Abstract 731: Positive Uptake of F-18 Fluorodeoxyglucose in Acute Aortic Dissection: A Determinant of Unfavorable Outcome
Background: The advent of combining positron emission tomography (PET) and computed tomography (CT) acquisition (PET/CT) enables visualized vascular inflammation by using F-18 fluorodeoxyglucose (18F-FDG). Several studies identified increased 18F-FDG uptake in carotid artery plaques and aorta. However, clinical assessment of acute aortic dissection (AAD) by PET/CT remains largely unknown. This study aims to explore the clinical availability of 18F-FDG uptake for the prediction of short- and mid-term outcomes in medically controlled AAD patients using PET/CT.
Methods: A total of 28 medically treated AAD (2 Stanford Type A, and 26 type B, aged 69.5±11.6) patients were enrolled in this study. All patients were examined by enhanced CT for diagnosing of AAD and serial imaging studies during the follow-up. PET/CT images were acquired 50 and 100 minutes after 18F-FDG injection in all patients in the acute phase.
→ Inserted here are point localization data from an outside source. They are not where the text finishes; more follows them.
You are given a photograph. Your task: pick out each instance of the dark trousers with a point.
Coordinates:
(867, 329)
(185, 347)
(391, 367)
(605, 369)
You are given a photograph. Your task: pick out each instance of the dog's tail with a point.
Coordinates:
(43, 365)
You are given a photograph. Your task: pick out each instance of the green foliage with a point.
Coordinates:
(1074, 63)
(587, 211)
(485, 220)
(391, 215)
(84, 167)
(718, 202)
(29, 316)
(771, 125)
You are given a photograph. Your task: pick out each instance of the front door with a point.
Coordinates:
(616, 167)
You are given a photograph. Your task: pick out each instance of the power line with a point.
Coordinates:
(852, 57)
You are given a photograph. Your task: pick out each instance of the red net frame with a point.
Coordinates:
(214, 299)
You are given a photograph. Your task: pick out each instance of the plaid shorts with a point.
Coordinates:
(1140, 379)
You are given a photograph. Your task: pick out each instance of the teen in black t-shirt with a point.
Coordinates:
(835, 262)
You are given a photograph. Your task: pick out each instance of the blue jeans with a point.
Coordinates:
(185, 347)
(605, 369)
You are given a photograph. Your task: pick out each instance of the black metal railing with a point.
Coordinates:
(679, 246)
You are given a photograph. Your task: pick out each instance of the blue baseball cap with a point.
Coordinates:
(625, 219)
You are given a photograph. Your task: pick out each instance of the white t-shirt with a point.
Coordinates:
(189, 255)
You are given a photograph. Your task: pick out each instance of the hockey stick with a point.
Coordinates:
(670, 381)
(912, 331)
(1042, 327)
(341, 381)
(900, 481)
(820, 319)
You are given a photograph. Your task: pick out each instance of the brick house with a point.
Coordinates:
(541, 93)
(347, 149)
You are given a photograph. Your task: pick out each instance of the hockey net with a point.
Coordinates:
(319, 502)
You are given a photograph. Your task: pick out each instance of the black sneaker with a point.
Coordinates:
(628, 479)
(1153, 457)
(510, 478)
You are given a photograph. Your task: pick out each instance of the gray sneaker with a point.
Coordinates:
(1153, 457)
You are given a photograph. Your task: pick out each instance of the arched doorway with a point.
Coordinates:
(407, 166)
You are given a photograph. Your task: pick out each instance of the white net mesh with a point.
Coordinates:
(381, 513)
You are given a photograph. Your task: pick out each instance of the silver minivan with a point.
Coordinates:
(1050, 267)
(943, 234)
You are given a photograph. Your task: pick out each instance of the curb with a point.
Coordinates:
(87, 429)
Results: Of the 28 patients, 8 who had unfavorable outcome due to death from rupture (n = 2), surgical repair (n = 4) and progression of dissection (n = 2) were classified into unfavorable AAD group. The remaining 20 patients were classified to favorable AAD group. Maximum dissection diameter in unfavorable AAD group was significantly greater than in favorable AAD group (P = 0.0207). 18F-FDG standard uptake volume (SUV)max and SUVmean of unfavorable AAD at maximum aortic dissection site were significantly greater than those of favorable AAD in 50-minute images (all P < 0.01). A stepwise forward selection procedure demonstrated that 18F-FDG SUVmean of 50-minute images at maximum aortic dissection site significantly and independently affected unfavorable outcome of AAD (P = 0.0171 Odds ratio, 7.72: 95% confidence interval, 1.44– 41.4). The SUVmean >3.029 had a significant predictive power with sensitivity, 75.0% specificity, 70.0% positive predictive value, 50.0% negative predictive value, 87.5% accuracy, 71.4%
Conclusion: Greater uptake of 18F-FDG in AAD was significantly associated with an increased risk for rupture and progression. Stratification of AAD patients corresponding to PET/CT evaluation may be helpful in predicting short- and mid-term outcomes of AAD and for undertaking timely surgical interventions.